Pic de pollution : vers un « forfait anti-pollution »

Alors que la réglementation en matière de seuils de pollution se durcit, Île-de-France Mobilités souhaite que l'État finance désormais la gratuité des transports. Une mesure jusque-là entièrement prise en charge par Île-de-France Mobilités, et qui pourrait coûter plus de 80 millions d'euros en 2017. En cas de refus, un forfait spécial sera mis en place lors des pics de pollution. Son prix a été fixé à 3,80 euros.

Gratuité des transports en cas de pic de pollution : une mesure coûteuse

Jusqu’à présent, la gratuité des transports avait été instaurée en cas d’épisode de pollution.
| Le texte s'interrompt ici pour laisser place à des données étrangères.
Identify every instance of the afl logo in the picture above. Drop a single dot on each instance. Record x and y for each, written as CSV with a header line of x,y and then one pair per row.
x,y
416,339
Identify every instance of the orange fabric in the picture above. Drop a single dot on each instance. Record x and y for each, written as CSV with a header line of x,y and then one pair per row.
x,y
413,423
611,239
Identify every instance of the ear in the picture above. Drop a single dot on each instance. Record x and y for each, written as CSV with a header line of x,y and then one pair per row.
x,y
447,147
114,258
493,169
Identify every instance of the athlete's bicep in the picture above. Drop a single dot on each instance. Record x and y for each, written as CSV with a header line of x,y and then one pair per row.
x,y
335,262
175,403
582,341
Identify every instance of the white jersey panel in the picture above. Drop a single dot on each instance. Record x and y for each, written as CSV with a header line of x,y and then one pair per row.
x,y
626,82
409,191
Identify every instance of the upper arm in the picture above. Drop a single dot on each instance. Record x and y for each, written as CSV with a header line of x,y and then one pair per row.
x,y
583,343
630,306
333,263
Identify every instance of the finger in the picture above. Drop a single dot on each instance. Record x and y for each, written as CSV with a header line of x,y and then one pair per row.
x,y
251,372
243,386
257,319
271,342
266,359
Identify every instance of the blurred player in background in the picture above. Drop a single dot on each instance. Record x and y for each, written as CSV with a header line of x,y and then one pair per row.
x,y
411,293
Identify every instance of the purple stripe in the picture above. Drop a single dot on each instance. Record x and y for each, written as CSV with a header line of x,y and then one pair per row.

Une mesure coûteuse, chiffrée à 23 millions d'euros en décembre dernier pour 5 jours de gratuité, et jugée « injuste » par une partie des usagers quotidiens des transports.

En 2017, en raison d’une réglementation désormais plus stricte, les dépassements des seuils de pollution devraient être 3 fois plus nombreux selon les prévisions. Cela pourrait se traduire par 20 jours de gratuité, soit un manque à gagner de 80 millions d'euros pour Île-de-France Mobilités. Un montant que Valérie Pécresse, présidente de la Région et d'Île-de-France Mobilités, juge « inabordable ».

Une alternative à l'aide de l'État : le forfait anti-pollution

Île-de-France Mobilités souhaite donc demander à l'État de financer le coût de cette mesure. Mais au cas où l'État s'y opposerait, Île-de-France Mobilités souhaite mettre en place une mesure incitative alternative favorisant l'usage des transports en commun lors des épisodes de pic de pollution et soutenable sur un plan budgétaire à travers la création d'un « forfait anti-pollution ». Ce forfait toutes zones sera proposé au tarif de 3,80 euros par jour. Soutenue par les associations d’usagers, la création de ce ticket représentera quand même un manque à gagner d’environ 500.000 euros par jour dans les caisses d'Île-de-France Mobilités. Un coût toutefois plus supportable que la gratuité totale qui dépasse les 4 millions d'euros par jour.